Johannes de Sacrobosco
Sacrobosco (d. 1256?) is famous for his textbook De Sphaera (c. 1230) which explained the spherical geometry used by Ptolemy and his Islamic commentators and remained popular for four hundred years. It is thought he was born in England and taught at the University of Paris.
Reliable information about the life of Johannes de Sacrobosco is scarce, and standard sources such as the Dictionary of Scientific Biography
have unfortunately included as fact material deriving from the speculations and inventions of sixteenth- and seventeenth-century antiquarians. On the basis of a statement made in 1271 by his commentator Robertus Anglicus
, he is believed to have been of English origin; his name is frequently anglicised as John of Holywood.
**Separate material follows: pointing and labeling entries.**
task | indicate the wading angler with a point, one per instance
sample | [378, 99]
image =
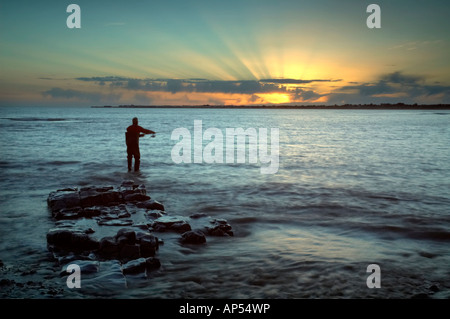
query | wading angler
[191, 149]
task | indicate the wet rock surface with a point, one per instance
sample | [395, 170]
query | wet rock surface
[112, 232]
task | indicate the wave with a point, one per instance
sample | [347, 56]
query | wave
[34, 119]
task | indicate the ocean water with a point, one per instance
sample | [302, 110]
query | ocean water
[353, 188]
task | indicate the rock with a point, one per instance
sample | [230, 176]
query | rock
[69, 213]
[71, 240]
[129, 252]
[155, 214]
[148, 244]
[170, 223]
[140, 265]
[67, 198]
[136, 197]
[152, 263]
[125, 236]
[151, 204]
[220, 227]
[98, 196]
[109, 248]
[193, 237]
[86, 267]
[134, 266]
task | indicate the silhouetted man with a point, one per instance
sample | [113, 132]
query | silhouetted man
[134, 132]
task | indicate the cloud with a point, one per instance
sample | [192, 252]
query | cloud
[202, 85]
[392, 88]
[294, 81]
[75, 94]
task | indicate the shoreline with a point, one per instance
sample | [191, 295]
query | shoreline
[398, 106]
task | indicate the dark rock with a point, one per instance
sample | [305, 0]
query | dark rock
[170, 223]
[90, 212]
[126, 236]
[136, 197]
[69, 213]
[151, 204]
[98, 196]
[113, 222]
[129, 252]
[193, 237]
[198, 215]
[220, 227]
[86, 267]
[155, 214]
[72, 240]
[152, 263]
[109, 248]
[134, 266]
[148, 245]
[68, 198]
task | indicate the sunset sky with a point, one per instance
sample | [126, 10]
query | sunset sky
[196, 52]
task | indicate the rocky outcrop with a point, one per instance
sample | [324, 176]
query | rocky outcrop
[95, 225]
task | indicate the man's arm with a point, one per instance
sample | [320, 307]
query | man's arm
[145, 131]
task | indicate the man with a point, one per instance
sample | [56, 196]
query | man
[134, 132]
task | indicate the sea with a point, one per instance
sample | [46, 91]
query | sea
[358, 208]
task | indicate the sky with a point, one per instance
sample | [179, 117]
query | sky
[247, 52]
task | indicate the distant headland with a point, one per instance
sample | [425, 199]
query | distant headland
[386, 106]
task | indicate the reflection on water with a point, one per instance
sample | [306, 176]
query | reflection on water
[353, 188]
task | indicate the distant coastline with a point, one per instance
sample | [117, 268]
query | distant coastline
[398, 106]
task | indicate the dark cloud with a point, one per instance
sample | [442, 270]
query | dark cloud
[75, 94]
[294, 81]
[200, 85]
[391, 88]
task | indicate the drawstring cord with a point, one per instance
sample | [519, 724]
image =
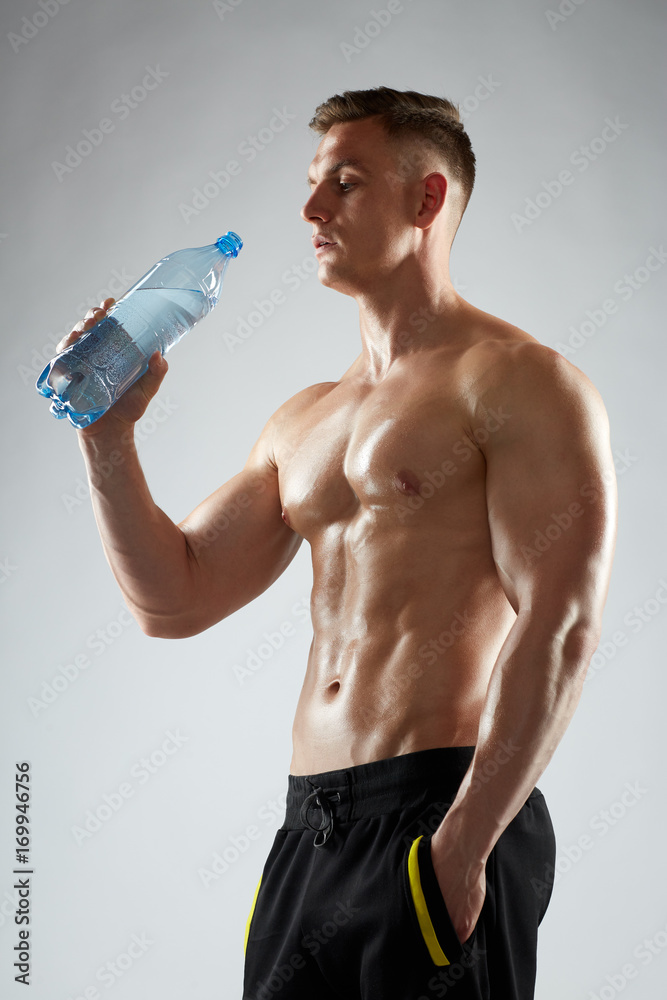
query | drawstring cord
[322, 799]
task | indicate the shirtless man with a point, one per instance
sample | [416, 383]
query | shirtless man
[457, 489]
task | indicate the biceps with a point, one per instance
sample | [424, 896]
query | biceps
[553, 520]
[238, 542]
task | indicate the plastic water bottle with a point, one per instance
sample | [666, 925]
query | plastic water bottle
[85, 379]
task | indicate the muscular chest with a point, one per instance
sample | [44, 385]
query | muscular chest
[404, 443]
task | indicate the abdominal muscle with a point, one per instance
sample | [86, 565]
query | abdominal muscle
[406, 636]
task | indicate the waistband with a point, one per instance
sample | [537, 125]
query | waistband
[371, 789]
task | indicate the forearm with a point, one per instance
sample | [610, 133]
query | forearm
[533, 693]
[146, 551]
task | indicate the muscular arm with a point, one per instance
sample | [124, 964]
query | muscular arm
[551, 498]
[179, 579]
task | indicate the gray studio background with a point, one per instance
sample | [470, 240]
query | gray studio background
[539, 83]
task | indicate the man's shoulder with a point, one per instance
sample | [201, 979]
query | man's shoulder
[507, 360]
[296, 407]
[512, 372]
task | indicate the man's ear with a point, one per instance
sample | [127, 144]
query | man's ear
[433, 192]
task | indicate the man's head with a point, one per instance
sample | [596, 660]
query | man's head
[390, 166]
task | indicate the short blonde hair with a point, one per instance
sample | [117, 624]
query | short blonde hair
[431, 122]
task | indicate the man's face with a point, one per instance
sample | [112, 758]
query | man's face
[362, 205]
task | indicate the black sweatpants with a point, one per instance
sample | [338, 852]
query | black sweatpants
[349, 908]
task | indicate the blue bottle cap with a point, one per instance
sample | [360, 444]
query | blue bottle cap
[230, 244]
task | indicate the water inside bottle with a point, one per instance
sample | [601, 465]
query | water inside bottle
[88, 377]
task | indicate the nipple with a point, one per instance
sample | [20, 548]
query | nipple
[407, 482]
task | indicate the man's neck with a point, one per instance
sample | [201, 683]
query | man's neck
[412, 313]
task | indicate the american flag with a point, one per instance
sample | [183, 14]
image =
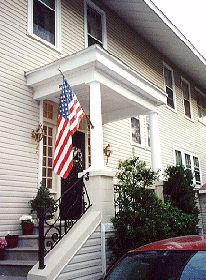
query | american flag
[70, 115]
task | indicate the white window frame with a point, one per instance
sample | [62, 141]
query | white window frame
[147, 135]
[190, 100]
[57, 45]
[141, 121]
[183, 152]
[199, 92]
[104, 26]
[165, 65]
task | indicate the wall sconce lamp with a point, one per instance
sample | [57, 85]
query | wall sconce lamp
[38, 133]
[107, 152]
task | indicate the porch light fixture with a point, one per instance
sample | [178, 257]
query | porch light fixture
[107, 152]
[38, 133]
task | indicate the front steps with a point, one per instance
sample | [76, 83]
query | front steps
[18, 261]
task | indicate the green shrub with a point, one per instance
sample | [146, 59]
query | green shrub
[43, 199]
[179, 190]
[141, 216]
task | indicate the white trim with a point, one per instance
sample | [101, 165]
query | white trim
[204, 96]
[97, 59]
[183, 152]
[103, 249]
[59, 257]
[165, 65]
[104, 26]
[190, 100]
[57, 45]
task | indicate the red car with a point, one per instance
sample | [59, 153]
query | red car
[179, 258]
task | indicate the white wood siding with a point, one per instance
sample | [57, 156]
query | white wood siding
[87, 263]
[19, 113]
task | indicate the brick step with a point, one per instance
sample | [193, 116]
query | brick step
[16, 268]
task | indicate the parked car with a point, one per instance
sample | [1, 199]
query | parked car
[179, 258]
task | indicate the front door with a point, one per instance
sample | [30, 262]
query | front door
[72, 199]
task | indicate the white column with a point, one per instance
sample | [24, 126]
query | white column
[97, 156]
[155, 142]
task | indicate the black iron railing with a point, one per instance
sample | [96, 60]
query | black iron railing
[70, 207]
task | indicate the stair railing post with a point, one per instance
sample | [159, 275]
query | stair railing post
[41, 216]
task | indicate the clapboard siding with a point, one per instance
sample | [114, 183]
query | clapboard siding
[117, 134]
[87, 262]
[19, 113]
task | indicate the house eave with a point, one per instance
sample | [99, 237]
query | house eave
[124, 92]
[145, 17]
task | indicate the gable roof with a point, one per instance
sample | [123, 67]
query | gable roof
[145, 17]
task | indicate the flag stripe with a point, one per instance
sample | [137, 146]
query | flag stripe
[70, 115]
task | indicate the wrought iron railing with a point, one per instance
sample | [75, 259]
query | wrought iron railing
[68, 212]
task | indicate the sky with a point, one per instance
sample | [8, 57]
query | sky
[189, 17]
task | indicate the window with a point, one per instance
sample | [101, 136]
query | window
[147, 131]
[136, 131]
[95, 25]
[169, 81]
[191, 162]
[186, 97]
[44, 20]
[201, 104]
[49, 114]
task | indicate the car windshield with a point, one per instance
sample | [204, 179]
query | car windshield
[161, 265]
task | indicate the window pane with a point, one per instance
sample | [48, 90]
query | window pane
[187, 108]
[135, 125]
[168, 77]
[170, 101]
[94, 26]
[185, 89]
[187, 161]
[178, 156]
[44, 21]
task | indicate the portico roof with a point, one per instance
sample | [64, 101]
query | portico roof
[124, 92]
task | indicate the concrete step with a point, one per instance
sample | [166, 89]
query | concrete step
[28, 241]
[22, 253]
[16, 268]
[4, 277]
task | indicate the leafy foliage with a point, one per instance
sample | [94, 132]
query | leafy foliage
[142, 217]
[43, 200]
[179, 189]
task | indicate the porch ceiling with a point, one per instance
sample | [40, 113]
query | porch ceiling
[124, 93]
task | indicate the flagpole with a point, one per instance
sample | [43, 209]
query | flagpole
[88, 120]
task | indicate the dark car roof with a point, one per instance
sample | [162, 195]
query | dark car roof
[189, 242]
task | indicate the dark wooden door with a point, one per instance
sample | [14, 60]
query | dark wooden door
[72, 204]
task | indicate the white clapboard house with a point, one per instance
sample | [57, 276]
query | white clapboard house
[141, 82]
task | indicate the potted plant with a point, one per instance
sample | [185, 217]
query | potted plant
[44, 200]
[12, 240]
[27, 224]
[3, 245]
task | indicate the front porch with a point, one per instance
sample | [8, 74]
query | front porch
[108, 90]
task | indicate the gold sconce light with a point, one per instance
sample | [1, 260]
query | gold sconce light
[107, 152]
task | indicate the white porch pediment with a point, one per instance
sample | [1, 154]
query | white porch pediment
[124, 92]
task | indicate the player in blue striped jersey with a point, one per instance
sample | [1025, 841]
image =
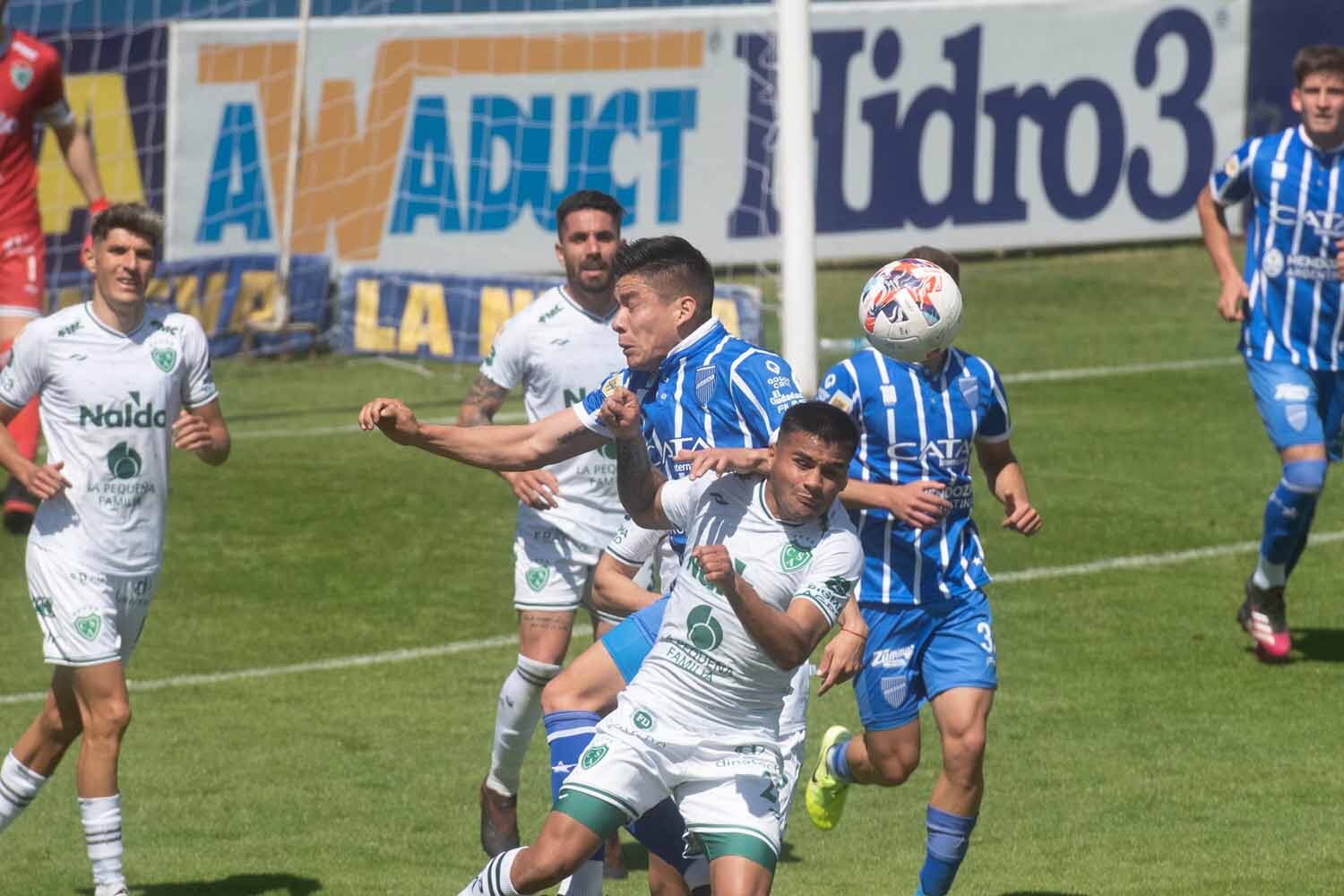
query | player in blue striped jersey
[1288, 301]
[930, 632]
[698, 386]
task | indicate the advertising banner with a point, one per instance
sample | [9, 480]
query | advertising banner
[225, 295]
[446, 317]
[116, 85]
[454, 137]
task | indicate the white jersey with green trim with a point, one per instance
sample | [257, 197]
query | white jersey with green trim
[108, 405]
[556, 352]
[706, 670]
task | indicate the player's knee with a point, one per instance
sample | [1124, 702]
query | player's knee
[556, 694]
[1305, 477]
[108, 720]
[964, 751]
[569, 692]
[895, 767]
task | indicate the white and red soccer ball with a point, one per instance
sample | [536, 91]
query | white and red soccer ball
[910, 309]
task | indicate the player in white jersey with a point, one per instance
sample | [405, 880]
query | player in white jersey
[763, 576]
[554, 349]
[120, 384]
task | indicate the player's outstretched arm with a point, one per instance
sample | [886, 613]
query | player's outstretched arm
[535, 487]
[615, 589]
[843, 656]
[636, 479]
[45, 481]
[203, 430]
[917, 504]
[788, 638]
[492, 447]
[1218, 242]
[752, 461]
[1007, 481]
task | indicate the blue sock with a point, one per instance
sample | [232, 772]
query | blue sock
[1289, 511]
[569, 734]
[948, 840]
[838, 762]
[1301, 541]
[663, 833]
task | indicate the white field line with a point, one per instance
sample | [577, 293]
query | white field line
[1136, 562]
[1121, 370]
[1011, 379]
[320, 665]
[1145, 560]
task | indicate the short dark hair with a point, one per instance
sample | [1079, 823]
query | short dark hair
[824, 421]
[938, 257]
[1316, 58]
[594, 199]
[674, 263]
[142, 220]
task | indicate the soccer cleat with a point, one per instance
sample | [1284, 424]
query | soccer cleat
[1265, 621]
[825, 794]
[613, 864]
[499, 821]
[19, 506]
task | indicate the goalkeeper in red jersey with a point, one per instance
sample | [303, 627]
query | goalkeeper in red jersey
[31, 93]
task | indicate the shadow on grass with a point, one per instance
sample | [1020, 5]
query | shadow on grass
[233, 885]
[1319, 645]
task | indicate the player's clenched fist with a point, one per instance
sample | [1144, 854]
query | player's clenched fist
[717, 564]
[620, 413]
[46, 481]
[392, 418]
[1021, 516]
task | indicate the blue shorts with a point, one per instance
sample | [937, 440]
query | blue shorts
[1298, 406]
[916, 653]
[631, 641]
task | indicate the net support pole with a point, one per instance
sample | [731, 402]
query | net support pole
[296, 121]
[796, 193]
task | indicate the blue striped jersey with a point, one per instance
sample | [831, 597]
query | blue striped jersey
[1295, 293]
[914, 426]
[714, 390]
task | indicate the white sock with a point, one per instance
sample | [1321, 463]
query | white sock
[515, 720]
[1271, 575]
[19, 786]
[586, 880]
[494, 879]
[101, 817]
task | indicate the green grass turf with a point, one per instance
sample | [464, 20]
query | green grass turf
[1136, 745]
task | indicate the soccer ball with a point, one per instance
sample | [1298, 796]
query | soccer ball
[910, 309]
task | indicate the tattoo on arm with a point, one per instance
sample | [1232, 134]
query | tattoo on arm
[483, 401]
[573, 435]
[636, 479]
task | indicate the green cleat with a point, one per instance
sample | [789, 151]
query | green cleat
[825, 796]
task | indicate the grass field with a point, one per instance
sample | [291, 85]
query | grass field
[1136, 745]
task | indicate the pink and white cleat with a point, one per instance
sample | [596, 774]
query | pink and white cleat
[1266, 622]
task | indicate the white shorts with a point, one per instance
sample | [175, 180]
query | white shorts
[551, 571]
[730, 794]
[795, 745]
[88, 616]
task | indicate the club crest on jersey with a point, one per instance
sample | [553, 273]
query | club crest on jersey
[89, 624]
[164, 358]
[706, 378]
[537, 578]
[969, 387]
[793, 557]
[21, 75]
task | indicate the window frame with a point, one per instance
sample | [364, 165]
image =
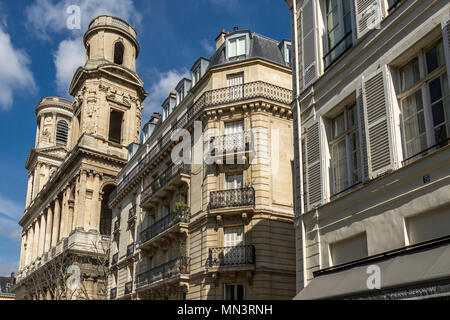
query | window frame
[346, 135]
[325, 43]
[422, 86]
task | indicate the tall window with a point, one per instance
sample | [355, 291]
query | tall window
[234, 292]
[425, 103]
[235, 181]
[338, 29]
[62, 132]
[236, 48]
[345, 150]
[235, 86]
[115, 126]
[119, 50]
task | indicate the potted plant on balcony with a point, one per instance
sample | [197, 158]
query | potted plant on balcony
[183, 259]
[181, 209]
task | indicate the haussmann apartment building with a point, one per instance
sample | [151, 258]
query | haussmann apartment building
[371, 118]
[218, 229]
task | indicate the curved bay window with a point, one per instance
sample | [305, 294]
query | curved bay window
[119, 51]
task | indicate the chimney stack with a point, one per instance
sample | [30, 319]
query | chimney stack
[220, 39]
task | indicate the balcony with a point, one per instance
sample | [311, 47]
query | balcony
[130, 250]
[173, 222]
[231, 258]
[132, 214]
[113, 294]
[128, 287]
[116, 226]
[237, 144]
[175, 271]
[115, 259]
[245, 92]
[231, 199]
[169, 180]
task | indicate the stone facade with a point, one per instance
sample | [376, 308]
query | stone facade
[223, 230]
[81, 146]
[371, 134]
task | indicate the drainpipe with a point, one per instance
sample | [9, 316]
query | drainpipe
[299, 141]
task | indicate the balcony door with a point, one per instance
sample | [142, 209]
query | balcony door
[234, 252]
[234, 136]
[235, 86]
[235, 181]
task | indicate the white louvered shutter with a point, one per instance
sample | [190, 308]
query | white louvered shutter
[309, 43]
[446, 43]
[313, 165]
[362, 135]
[378, 124]
[367, 13]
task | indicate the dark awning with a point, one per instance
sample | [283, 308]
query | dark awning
[406, 268]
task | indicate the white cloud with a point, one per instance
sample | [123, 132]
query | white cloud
[69, 56]
[15, 74]
[45, 17]
[207, 46]
[164, 83]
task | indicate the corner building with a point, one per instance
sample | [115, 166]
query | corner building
[223, 230]
[81, 146]
[372, 158]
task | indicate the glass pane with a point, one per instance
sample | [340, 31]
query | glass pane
[338, 125]
[409, 74]
[435, 90]
[435, 57]
[412, 104]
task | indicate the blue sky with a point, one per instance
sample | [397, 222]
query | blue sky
[39, 54]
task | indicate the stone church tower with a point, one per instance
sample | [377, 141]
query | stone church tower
[80, 148]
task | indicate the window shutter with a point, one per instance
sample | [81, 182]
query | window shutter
[377, 117]
[366, 15]
[362, 134]
[446, 43]
[309, 43]
[313, 165]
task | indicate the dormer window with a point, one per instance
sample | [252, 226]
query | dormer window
[236, 47]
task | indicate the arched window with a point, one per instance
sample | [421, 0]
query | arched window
[119, 50]
[62, 132]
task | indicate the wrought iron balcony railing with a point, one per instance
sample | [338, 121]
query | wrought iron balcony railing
[247, 91]
[235, 142]
[113, 293]
[132, 213]
[232, 198]
[115, 259]
[231, 256]
[130, 249]
[128, 287]
[117, 225]
[162, 180]
[171, 269]
[164, 224]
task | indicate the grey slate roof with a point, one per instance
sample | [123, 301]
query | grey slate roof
[260, 47]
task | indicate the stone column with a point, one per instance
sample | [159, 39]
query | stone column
[37, 177]
[81, 200]
[56, 223]
[48, 230]
[35, 239]
[96, 204]
[42, 234]
[29, 254]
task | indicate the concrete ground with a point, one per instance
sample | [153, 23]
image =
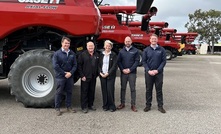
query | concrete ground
[192, 98]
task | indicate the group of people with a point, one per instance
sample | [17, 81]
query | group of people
[91, 64]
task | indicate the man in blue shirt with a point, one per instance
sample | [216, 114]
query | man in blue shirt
[154, 60]
[128, 60]
[65, 64]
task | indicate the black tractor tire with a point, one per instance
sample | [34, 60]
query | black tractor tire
[140, 62]
[169, 55]
[32, 79]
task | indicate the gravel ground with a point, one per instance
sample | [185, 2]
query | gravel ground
[192, 98]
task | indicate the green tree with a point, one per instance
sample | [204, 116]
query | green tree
[207, 24]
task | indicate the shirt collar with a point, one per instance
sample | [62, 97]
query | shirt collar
[107, 53]
[62, 49]
[128, 48]
[154, 46]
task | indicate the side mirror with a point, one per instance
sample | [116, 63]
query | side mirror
[145, 24]
[143, 6]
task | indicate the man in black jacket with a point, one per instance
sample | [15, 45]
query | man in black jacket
[128, 60]
[154, 60]
[65, 64]
[88, 71]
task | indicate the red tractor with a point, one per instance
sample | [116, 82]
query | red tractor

At some time in the earlier part of the thirteenth century (according to a seventeenth-century account, it was June 5th 1221) he arrived in Paris
and formed an association with the university there, although whether it was initially as an arts student or as a licentiate (one who, by virtue of having been made a master of arts at another university was already qualified to teach) is not clear. It is presumed that at some point he was enrolled as a regent master lecturing on mathematics and astronomy. After his death, which may have occurred in 1256, a memorial was constructed in the monastery of St. Mathurin, closely associated with the University of Paris. This was decorated with an astronomical instrument, perhaps an astrolabe, and a few lines of Latin verse which referred to Sacrobosco's calendrical work
; it is no longer extant.
Sacrobosco's importance in the history of astronomy stems from his authorship of some of the most popular and enduring textbooks of the middle ages. His Algorismus, perhaps his first work, was a treatise on numerals and arithmetic. The most famous of his works, De Sphaera, a basic account of the spherical geometry underpinning the mathematical astronomy of Ptolemy and his Arabic commentators, was composed c. 1230. It rapidly achieved popularity, and was reproduced and commented upon even into the seventeenth century. The Compotus or De anni ratione, a treatise on the calendar and calendrical computation, can be dated to c. 1235, while the Tractatus de quadrante, which describes the construction and use of the so-called quadrans vetus or old quadrant, was composed after 1239. Other works, including commentaries upon Aristotle, have been ascribed to Sacrobosco, but these attributions are considered dubious.